The 35-year-old Ágnes Kunhalmi has popular appeal that MSZP hasn’t really exploited. She was designated the party’s education expert. She does appear frequently in the media, but always strictly in that capacity. This is surprising because in the 2014 election Kunhalmi showed what she is capable of. Gábor Simon, an MSZP old-timer, was MSZP’s candidate in Budapest’s 15th electoral district (Pestszentlőrinc-Pestszentimre/District XVIII). Only a few weeks before the election Simon was accused of money laundering and was arrested. The party in the last minute replaced Simon with Kunhalmi, who in a spectacular campaign lost by only 56 votes. The Fidesz candidate’s slim margin was due to several phony parties with misleading names being encouraged by the government to enter the race. There were at least three such “social democratic types” of parties on the ballot (SZDP , MSZDP , Szociáldemokraták ). Later, when the democratic forces had problems finding a candidate to run against Fidesz-supported Mayor István Tarlós, I thought Ágnes Kunhalmi would be a perfect candidate. Instead, Lajos Bokros ran in the last minute. Although he is not a popular politician, he did surprisingly well, getting about 35% of the votes.

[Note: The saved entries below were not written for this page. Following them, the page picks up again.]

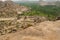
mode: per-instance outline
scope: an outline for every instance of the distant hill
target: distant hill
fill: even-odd
[[[55,4],[56,4],[57,6],[60,6],[60,1],[57,1]]]
[[[39,1],[14,1],[15,3],[38,3]]]
[[[44,5],[60,5],[60,1],[53,1],[53,2],[47,2],[47,1],[14,1],[15,3],[38,3],[42,6]]]
[[[54,2],[42,1],[42,2],[39,2],[39,4],[42,6],[44,6],[44,5],[60,5],[60,1],[54,1]]]

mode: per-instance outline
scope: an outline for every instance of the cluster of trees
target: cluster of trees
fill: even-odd
[[[31,8],[30,12],[26,12],[23,15],[26,16],[46,16],[49,19],[55,19],[60,16],[60,7],[56,5],[40,6],[36,3],[21,3],[21,5]]]

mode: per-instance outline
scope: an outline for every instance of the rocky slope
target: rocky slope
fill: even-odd
[[[15,33],[0,36],[0,40],[60,40],[60,20],[45,21]]]
[[[47,19],[40,16],[20,16],[19,19],[0,18],[0,35],[12,33],[18,29],[26,29],[43,21],[47,21]]]
[[[12,1],[0,1],[0,5],[0,35],[13,33],[18,29],[25,29],[47,20],[45,17],[39,16],[20,16],[29,8]]]
[[[60,40],[60,20],[19,16],[27,7],[0,1],[0,40]]]
[[[0,17],[16,17],[17,14],[27,10],[27,7],[20,6],[12,1],[0,1]]]
[[[11,32],[11,29],[14,29],[17,25],[18,14],[22,14],[27,10],[27,7],[12,1],[0,1],[0,35]]]

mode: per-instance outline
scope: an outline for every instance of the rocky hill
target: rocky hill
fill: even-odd
[[[12,1],[0,5],[0,40],[60,40],[60,20],[20,16],[29,9]]]
[[[18,25],[17,16],[27,10],[27,7],[21,6],[12,1],[0,1],[0,35],[8,33],[7,30],[9,29],[16,28]]]
[[[0,17],[15,17],[18,13],[27,11],[28,8],[12,1],[0,1]]]
[[[53,2],[41,1],[41,2],[39,2],[39,4],[41,6],[45,6],[45,5],[56,5],[56,6],[60,6],[60,1],[53,1]]]
[[[12,1],[0,1],[0,5],[0,35],[25,29],[47,20],[39,16],[21,16],[20,14],[27,12],[29,8]]]

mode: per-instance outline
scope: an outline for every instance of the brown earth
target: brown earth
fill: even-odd
[[[36,26],[0,36],[0,40],[60,40],[60,20],[41,22]]]

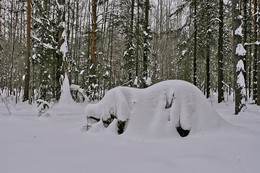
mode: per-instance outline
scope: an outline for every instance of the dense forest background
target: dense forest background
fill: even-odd
[[[260,105],[259,0],[0,0],[0,88],[29,102],[181,79]],[[83,89],[83,93],[82,90]],[[76,92],[75,92],[76,91]]]

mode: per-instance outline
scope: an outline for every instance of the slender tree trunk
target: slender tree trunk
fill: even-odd
[[[113,5],[114,10],[114,5]],[[110,59],[109,59],[109,65],[110,65],[110,76],[109,76],[109,89],[112,88],[112,76],[113,76],[113,35],[114,35],[114,18],[112,18],[112,15],[110,15]]]
[[[133,81],[133,70],[131,68],[133,68],[133,45],[134,45],[134,7],[135,7],[135,0],[132,0],[131,2],[131,16],[130,16],[130,38],[129,38],[129,41],[130,41],[130,50],[129,51],[129,55],[128,55],[128,58],[129,60],[127,60],[127,62],[130,62],[129,63],[129,72],[128,72],[128,81]],[[133,68],[134,69],[134,68]],[[133,82],[131,82],[131,85],[132,85]]]
[[[137,21],[136,21],[136,57],[135,57],[135,76],[138,77],[139,73],[139,27],[140,27],[140,0],[137,0]]]
[[[0,4],[2,0],[0,0]],[[2,36],[2,7],[0,7],[0,36]]]
[[[247,2],[248,0],[244,0],[243,2],[243,45],[247,42]],[[248,62],[248,48],[247,46],[244,46],[246,50],[246,55],[244,56],[243,62],[244,62],[244,67],[245,67],[245,72],[244,72],[244,77],[245,77],[245,84],[246,84],[246,100],[247,100],[247,62]]]
[[[148,53],[149,53],[149,0],[145,1],[145,35],[144,35],[144,54],[143,54],[143,79],[147,80],[148,77]],[[146,88],[147,84],[143,81],[143,87]]]
[[[223,88],[223,34],[224,34],[224,14],[223,0],[219,0],[219,30],[218,30],[218,103],[224,101]]]
[[[27,56],[26,56],[26,74],[24,86],[23,101],[29,100],[30,91],[30,56],[31,56],[31,0],[27,0]]]
[[[257,0],[254,0],[254,42],[257,41]],[[253,57],[253,100],[257,100],[257,45],[254,44]]]
[[[244,63],[245,53],[241,51],[242,35],[238,32],[241,27],[241,18],[239,4],[240,0],[232,1],[232,31],[233,31],[233,48],[232,59],[234,61],[234,88],[235,88],[235,114],[237,115],[245,106],[245,83],[244,83]]]
[[[197,86],[197,0],[194,0],[193,84]]]
[[[97,59],[96,59],[96,39],[97,39],[97,0],[92,0],[92,31],[91,31],[91,66],[90,66],[90,78],[89,84],[91,87],[92,100],[96,99],[95,94],[97,92]]]
[[[13,40],[13,6],[14,2],[11,2],[11,15],[9,18],[10,26],[9,26],[9,40],[12,40],[12,52],[11,52],[11,67],[10,67],[10,81],[9,81],[9,94],[13,92],[13,68],[14,68],[14,40]]]
[[[257,22],[257,28],[258,28],[258,42],[260,41],[260,3],[258,1],[258,22]],[[260,106],[260,45],[257,46],[257,105]]]
[[[79,70],[79,54],[78,54],[78,50],[79,49],[79,46],[80,46],[80,41],[79,41],[79,34],[80,34],[80,31],[79,31],[79,1],[76,2],[76,27],[75,27],[75,51],[74,51],[74,54],[75,54],[75,63],[76,63],[76,68],[77,70],[75,70],[75,84],[78,85],[78,78],[79,78],[79,73],[78,73],[78,70]]]
[[[252,0],[249,0],[249,16],[252,16]],[[248,28],[249,28],[249,43],[253,42],[252,39],[252,22],[248,23]],[[249,46],[248,48],[248,96],[249,98],[251,98],[252,96],[252,85],[251,85],[251,81],[252,81],[252,46]]]
[[[210,23],[207,27],[207,46],[206,46],[206,98],[210,97]]]
[[[92,1],[91,59],[96,63],[97,1]]]
[[[60,99],[61,95],[61,76],[66,73],[67,64],[64,55],[60,51],[62,44],[64,43],[64,39],[62,37],[62,33],[64,31],[64,26],[62,25],[65,22],[65,0],[58,0],[58,34],[57,34],[57,42],[58,42],[58,51],[56,52],[56,100]],[[63,6],[63,7],[60,7]],[[62,68],[63,67],[63,68]]]

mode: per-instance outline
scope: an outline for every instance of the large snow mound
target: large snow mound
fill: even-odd
[[[116,87],[85,109],[92,132],[142,136],[187,136],[223,129],[223,120],[194,85],[180,80],[146,89]]]

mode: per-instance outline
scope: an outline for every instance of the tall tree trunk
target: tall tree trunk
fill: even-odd
[[[244,83],[244,63],[245,50],[242,45],[241,17],[239,4],[240,0],[232,1],[232,31],[233,48],[232,59],[234,61],[234,87],[235,87],[235,114],[237,115],[245,106],[245,83]],[[240,29],[239,29],[240,28]]]
[[[224,14],[223,0],[219,0],[219,30],[218,30],[218,103],[224,101],[223,88],[223,43],[224,43]]]
[[[135,57],[135,77],[139,73],[139,47],[140,47],[140,0],[137,0],[137,21],[136,21],[136,57]]]
[[[30,91],[30,56],[31,56],[31,0],[27,0],[27,55],[26,55],[26,74],[23,101],[29,100]]]
[[[0,0],[0,4],[2,0]],[[2,7],[0,7],[0,36],[2,36]]]
[[[257,28],[258,28],[258,42],[260,42],[260,3],[258,1],[258,23],[257,23]],[[257,46],[257,105],[260,106],[260,45]]]
[[[194,0],[193,84],[197,86],[197,0]]]
[[[96,63],[97,0],[92,1],[91,59]]]
[[[248,0],[243,0],[243,45],[245,45],[247,43],[247,2]],[[247,96],[247,62],[248,62],[248,48],[247,46],[244,46],[245,50],[246,50],[246,55],[244,56],[243,62],[244,62],[244,67],[245,67],[245,72],[244,72],[244,76],[245,76],[245,84],[246,84],[246,96]],[[246,97],[247,100],[247,97]]]
[[[133,83],[133,46],[134,46],[134,8],[135,8],[135,0],[132,0],[131,2],[131,16],[130,16],[130,38],[129,38],[129,41],[130,41],[130,50],[129,50],[129,55],[128,55],[128,62],[129,63],[129,72],[128,72],[128,81],[132,81],[130,84],[132,85]],[[134,69],[134,68],[133,68]]]
[[[206,98],[210,97],[210,26],[207,27],[207,46],[206,46]]]
[[[252,16],[252,0],[249,0],[249,16],[251,18]],[[248,23],[248,36],[249,36],[249,43],[253,42],[253,37],[252,37],[252,22]],[[248,97],[251,98],[252,96],[252,46],[248,47]]]
[[[91,30],[91,66],[89,85],[92,92],[91,100],[96,99],[95,94],[97,92],[97,57],[96,57],[96,39],[97,39],[97,0],[92,0],[92,30]]]
[[[14,68],[14,36],[13,36],[13,10],[14,1],[11,2],[11,15],[10,15],[10,26],[9,26],[9,39],[12,40],[12,52],[11,52],[11,67],[10,67],[10,81],[9,81],[9,94],[13,92],[13,68]]]
[[[207,0],[207,12],[206,12],[206,21],[207,21],[207,41],[206,41],[206,98],[210,97],[210,40],[211,40],[211,29],[210,29],[210,4]]]
[[[114,11],[114,5],[113,5],[113,11]],[[112,88],[112,77],[113,77],[113,36],[114,36],[114,17],[112,17],[112,14],[110,14],[109,22],[111,23],[110,32],[109,32],[109,44],[110,44],[110,58],[109,58],[109,70],[110,70],[110,76],[109,76],[109,89]]]
[[[257,0],[254,0],[254,42],[257,41]],[[257,45],[254,44],[253,57],[253,100],[257,100]]]
[[[64,38],[62,37],[62,33],[64,31],[65,23],[65,0],[58,0],[58,34],[57,34],[57,42],[58,42],[58,51],[56,52],[56,100],[60,99],[61,95],[61,76],[66,73],[67,64],[65,60],[65,56],[61,52],[61,46],[64,43]]]
[[[144,35],[144,54],[143,54],[143,80],[148,77],[148,53],[149,53],[149,0],[145,1],[145,35]],[[143,81],[143,87],[146,88],[147,84]]]

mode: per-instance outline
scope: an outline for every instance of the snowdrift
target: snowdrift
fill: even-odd
[[[85,109],[87,130],[177,137],[206,133],[227,125],[201,91],[180,80],[146,89],[116,87]]]

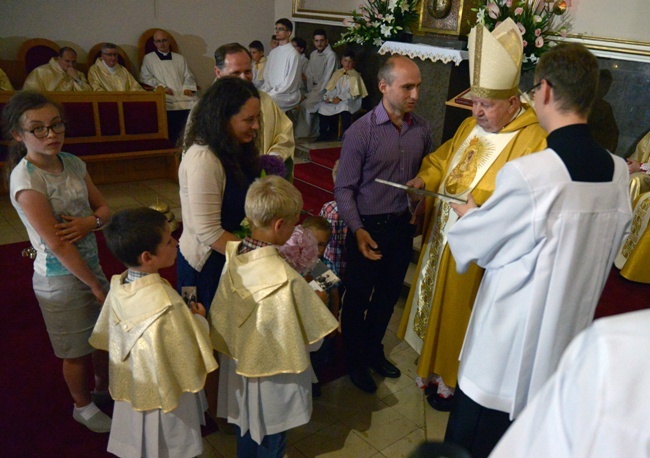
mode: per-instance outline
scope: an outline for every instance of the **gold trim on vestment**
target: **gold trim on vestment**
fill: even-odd
[[[632,254],[632,251],[636,247],[637,243],[639,243],[639,239],[643,234],[641,227],[643,226],[643,220],[645,219],[645,215],[648,212],[648,209],[650,208],[650,197],[643,199],[637,206],[639,208],[634,209],[634,218],[632,218],[630,235],[625,240],[625,244],[621,249],[621,254],[625,257],[625,259],[630,257],[630,254]]]
[[[513,87],[512,89],[488,89],[485,87],[479,87],[472,85],[470,90],[471,95],[480,97],[482,99],[499,99],[507,100],[513,95],[517,95],[519,87]]]

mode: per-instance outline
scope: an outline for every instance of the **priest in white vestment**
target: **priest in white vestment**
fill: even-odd
[[[13,91],[14,87],[7,74],[0,68],[0,91]]]
[[[61,48],[58,57],[36,67],[27,76],[23,90],[48,91],[92,91],[86,75],[75,70],[77,52],[67,46]]]
[[[597,320],[494,449],[492,458],[650,455],[650,310]]]
[[[291,21],[278,19],[275,23],[275,37],[279,46],[267,57],[264,84],[261,87],[284,112],[300,103],[300,57],[289,41],[291,32]]]
[[[154,89],[162,87],[165,90],[169,137],[176,141],[198,100],[196,81],[185,58],[172,52],[166,32],[157,30],[153,34],[153,43],[156,50],[144,56],[140,81]]]
[[[307,94],[300,102],[300,113],[296,124],[296,138],[318,135],[318,109],[323,103],[325,87],[336,70],[336,53],[327,41],[323,29],[314,30],[316,49],[309,55],[307,65]]]
[[[88,69],[88,82],[93,91],[144,91],[133,75],[118,62],[119,53],[113,43],[102,46],[101,55]]]
[[[477,29],[470,33],[477,34]],[[507,163],[494,194],[448,240],[459,272],[485,268],[460,356],[445,441],[487,456],[592,320],[632,211],[625,161],[592,138],[598,61],[558,45],[535,71],[533,103],[548,148]]]

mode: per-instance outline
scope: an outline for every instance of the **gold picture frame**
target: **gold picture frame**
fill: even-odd
[[[418,35],[466,36],[476,22],[477,0],[420,0]]]

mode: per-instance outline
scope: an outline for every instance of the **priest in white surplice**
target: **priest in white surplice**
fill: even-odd
[[[285,112],[300,103],[300,57],[289,41],[291,32],[293,23],[289,19],[276,21],[275,37],[279,46],[266,59],[264,84],[261,87]]]
[[[164,88],[170,138],[175,140],[198,100],[194,94],[196,81],[185,58],[172,52],[165,31],[157,30],[153,34],[153,43],[156,50],[144,56],[140,82],[153,88]]]
[[[452,204],[461,217],[448,234],[458,271],[475,262],[485,275],[445,441],[474,457],[490,453],[589,326],[629,229],[627,165],[587,126],[598,75],[582,45],[543,54],[529,92],[548,148],[504,165],[481,207],[471,195]]]
[[[296,124],[296,137],[318,135],[318,109],[323,103],[325,86],[336,70],[336,53],[327,41],[323,29],[314,30],[314,47],[307,65],[307,94],[300,102],[300,113]]]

Soon after Kunhalmi’s name surfaced in Figyelő, the government publications were full of the news that “the dissatisfied MSZP leaders have already found the successor to Botka.” Origo seems to know that Kunhalmi, who is the chairman of the Budapest MSZP, is less than happy with László Botka’s decision to name József Tóth, the successful mayor of District XIII, as a kind of coordinator of the Budapest campaign, which under normal circumstances would be the job of the Budapest MSZP leadership. Yesterday Gyula Molnár denied in an interview on “Egyenes beszéd” of ATV that there is any intention of replacing Botka with Kunhalmi. In fact, their relationship is close. The party, including Kunhalmi, stands behind Botka. Moreover, MSZP will not change its initial strategy. MSZP has already chosen its 106 candidates for the 106 available electoral districts, though, he added, that can still be changed. In this scheme the other opposition parties would have a slim chance of winning any of the left-leaning districts.
Kunhalmi said that the election campaign will be in the hands of the Budapest Election Committee, which will be under the supervision of the Budapest MSZP leadership, which she heads. She and her team will, however, work with the party’s central leadership, with László Botka and with József Tóth. She added that she finds Tóth’s appointment an excellent idea because “there is a need to engage all successful left-wing politicians who can give new hope and impetus to Hungary after the long period of darkness under Fidesz.”
All of this optimism sounds too good to be true. Let’s wait for the polls, which will be coming out in late August. Perhaps, after all, the strategy will have to be changed and, with it, the person who will lead the team.